Worum geht es bei der Van-Westendorp-Methode?

Mit der Van-Westendorp-Methode können Sie herausfinden, zu welchem Preis Sie Ihr Produkt potenziellen Kunden anbieten können, sodass es möglichst oft verkauft wird. Sie fragen dazu jeweils nach der Zahlungsbereitschaft. So können Sie im Marketing einen Preis für Ihr Produkt festlegen, der in etwa den Kundenerwartungen entspricht – zumindest den Erwartungen der meisten Kundinnen und Kunden.
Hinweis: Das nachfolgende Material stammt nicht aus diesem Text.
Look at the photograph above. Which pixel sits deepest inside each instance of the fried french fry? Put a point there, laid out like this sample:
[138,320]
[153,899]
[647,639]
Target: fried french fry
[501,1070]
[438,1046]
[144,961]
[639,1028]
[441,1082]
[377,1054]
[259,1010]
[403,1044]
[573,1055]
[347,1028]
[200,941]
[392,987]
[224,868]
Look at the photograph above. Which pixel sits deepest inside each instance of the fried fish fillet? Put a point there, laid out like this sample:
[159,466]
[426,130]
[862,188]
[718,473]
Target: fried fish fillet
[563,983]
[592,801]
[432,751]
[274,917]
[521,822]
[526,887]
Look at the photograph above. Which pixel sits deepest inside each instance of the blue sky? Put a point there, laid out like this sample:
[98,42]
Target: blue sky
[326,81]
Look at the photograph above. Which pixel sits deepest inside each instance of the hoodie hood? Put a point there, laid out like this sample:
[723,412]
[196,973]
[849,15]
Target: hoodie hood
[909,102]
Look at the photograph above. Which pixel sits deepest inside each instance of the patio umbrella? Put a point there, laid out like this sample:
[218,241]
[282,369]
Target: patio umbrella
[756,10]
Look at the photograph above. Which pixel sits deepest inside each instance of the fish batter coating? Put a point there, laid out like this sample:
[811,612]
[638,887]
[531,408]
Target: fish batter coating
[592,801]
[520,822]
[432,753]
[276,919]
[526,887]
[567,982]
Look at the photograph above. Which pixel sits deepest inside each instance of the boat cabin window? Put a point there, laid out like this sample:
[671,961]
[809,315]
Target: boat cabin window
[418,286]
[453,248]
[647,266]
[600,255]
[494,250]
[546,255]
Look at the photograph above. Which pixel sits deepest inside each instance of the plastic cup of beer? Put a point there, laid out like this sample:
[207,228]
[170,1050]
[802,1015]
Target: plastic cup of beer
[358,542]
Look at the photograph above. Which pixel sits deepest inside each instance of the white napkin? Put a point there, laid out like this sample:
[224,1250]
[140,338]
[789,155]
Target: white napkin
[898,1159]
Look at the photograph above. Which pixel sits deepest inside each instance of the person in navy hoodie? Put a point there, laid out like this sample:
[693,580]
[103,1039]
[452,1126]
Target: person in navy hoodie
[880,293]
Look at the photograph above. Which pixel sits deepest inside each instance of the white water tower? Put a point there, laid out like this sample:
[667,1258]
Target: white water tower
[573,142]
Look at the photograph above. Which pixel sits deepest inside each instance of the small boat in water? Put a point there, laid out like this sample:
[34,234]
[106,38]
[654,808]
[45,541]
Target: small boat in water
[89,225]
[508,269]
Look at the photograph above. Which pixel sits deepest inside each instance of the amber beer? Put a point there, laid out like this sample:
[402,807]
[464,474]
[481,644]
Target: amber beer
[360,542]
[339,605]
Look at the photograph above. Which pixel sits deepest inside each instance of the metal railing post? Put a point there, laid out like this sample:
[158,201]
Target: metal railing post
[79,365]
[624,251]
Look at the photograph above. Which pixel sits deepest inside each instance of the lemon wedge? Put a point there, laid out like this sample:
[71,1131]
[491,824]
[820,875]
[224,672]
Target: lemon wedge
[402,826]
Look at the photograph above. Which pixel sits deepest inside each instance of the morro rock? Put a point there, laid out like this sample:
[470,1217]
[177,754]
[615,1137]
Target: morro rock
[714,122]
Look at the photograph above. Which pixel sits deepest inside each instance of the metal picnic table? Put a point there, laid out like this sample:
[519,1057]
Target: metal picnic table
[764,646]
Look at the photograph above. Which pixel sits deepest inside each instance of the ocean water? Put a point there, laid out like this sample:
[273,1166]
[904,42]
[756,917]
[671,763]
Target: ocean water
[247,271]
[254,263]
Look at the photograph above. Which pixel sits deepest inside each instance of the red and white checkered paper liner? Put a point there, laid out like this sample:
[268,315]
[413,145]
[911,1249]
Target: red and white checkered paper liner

Damit die Aussagen der Kunden zur Zahlungsbereitschaft möglichst zuverlässig sind, wird nach van Westendorp ein Trick angewendet. Der Kunde wird nämlich nicht einfach gefragt: „Was würden Sie für dieses Produkt bezahlen?“ Es werden jedem Kunden die vier folgenden Fragen gestellt:

  • Welcher Preis wäre aus Ihrer Sicht für dieses Produkt noch günstig – sodass Sie es kaufen würden?
  • Welcher Preis wäre aus Ihrer Sicht zwar teuer – Sie würden es aber vermutlich dennoch kaufen?
  • Welcher Preis wäre aus Ihrer Sicht für dieses Produkt zu teuer – sodass Sie es nicht kaufen würden?
  • Welcher Preis wäre aus Ihrer Sicht zu günstig – sodass Sie Zweifel an der Qualität des Produkts haben und es deshalb nicht kaufen?

Mit diesen Fragen ermitteln Sie zum einen eine Preisspanne. Sie erhalten einen unteren und einen oberen Preis für Ihr Produkt, in der die Kaufhürde „Preis“ für die meisten Kunden gering ist.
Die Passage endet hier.